Earnings season has a lot of companies calling attention to one particular date: 2050.
That year has become a rallying cry across the world as hundreds of cities and thousands of businesses have committed to achieve net zero carbon emissions by then under the Race to Zero campaign, which was launched in 2020 and has since received commitments from groups responsible for some 25% of the world’s carbon emissions. By the end of March, more than 20% of the world’s companies had set target dates to drop their carbon emissions to zero, according to a report by the Energy & Climate Intelligence Unit and Oxford Net Zero.
U.S. companies from Wells Fargo to Delta Air Lines are under increasing pressure from investors to address climate change, and they have been making the environment (or ESG) a focal point of earnings calls this quarter.

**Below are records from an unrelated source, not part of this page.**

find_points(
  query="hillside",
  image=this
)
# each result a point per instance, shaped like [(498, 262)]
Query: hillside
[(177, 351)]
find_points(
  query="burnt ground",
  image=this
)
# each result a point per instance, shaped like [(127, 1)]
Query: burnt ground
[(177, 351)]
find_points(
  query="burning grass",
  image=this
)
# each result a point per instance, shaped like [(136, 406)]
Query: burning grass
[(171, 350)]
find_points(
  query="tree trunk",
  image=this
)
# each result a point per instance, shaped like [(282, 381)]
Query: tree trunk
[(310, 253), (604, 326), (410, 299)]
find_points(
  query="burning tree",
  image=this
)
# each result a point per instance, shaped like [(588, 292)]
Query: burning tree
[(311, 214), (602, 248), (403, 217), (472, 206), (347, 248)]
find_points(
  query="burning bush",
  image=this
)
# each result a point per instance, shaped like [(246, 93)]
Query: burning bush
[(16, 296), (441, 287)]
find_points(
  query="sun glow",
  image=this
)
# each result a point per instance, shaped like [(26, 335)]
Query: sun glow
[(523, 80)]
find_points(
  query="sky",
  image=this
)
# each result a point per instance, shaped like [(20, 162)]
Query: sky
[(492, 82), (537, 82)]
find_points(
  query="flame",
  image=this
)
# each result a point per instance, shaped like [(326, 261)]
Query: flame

A Goldman Sachs analysis pointed to more than 30 companies that noted how they are addressing environmental changes on their earnings calls over the past quarter. Many earnings calls “zeroed in on the pressing issue of reducing greenhouse gas emissions,” noted the Goldman Sachs report. In an effort to address climate change, companies are explicitly outlining plans to reduce, and eventually eliminate, their own carbon emissions—revealing initiatives including new partnerships and green bond issuance.
Delta and American Airlines are investing in sustainable aviation fuel, and United Airlines says its electric airplane may be ready to fly before the end of the decade. Qualcomm is purchasing 100% renewable solar energy for its San Diego headquarters; Norfolk Southern and Wells Fargo issued green bonds, just to name a few.
Some of this momentum to address global warming stems from investor pressure. Some 69% of institutional investors say that ESG has become a greater priority over the past 12 months, and nearly a quarter say it’s a “critical factor” in all their investments, according to research from Corbin Advisors, which conducts institutional investor sentiment research. Meeting these investor demands has been an “increasingly formidable task” for companies, according to the Goldman report, as it requires new disclosures such as sustainability reports.
The lingering question: Is corporate America acting fast enough? The Intergovernmental Panel on Climate Change’s recent report painted a grim picture of what the Earth is up against—and how humanity is to blame. In the next 20 years, global temperatures will rise by at least 1.5°C. More and more businesses have their eyes on 2050. Meanwhile, the Earth keeps getting warmer.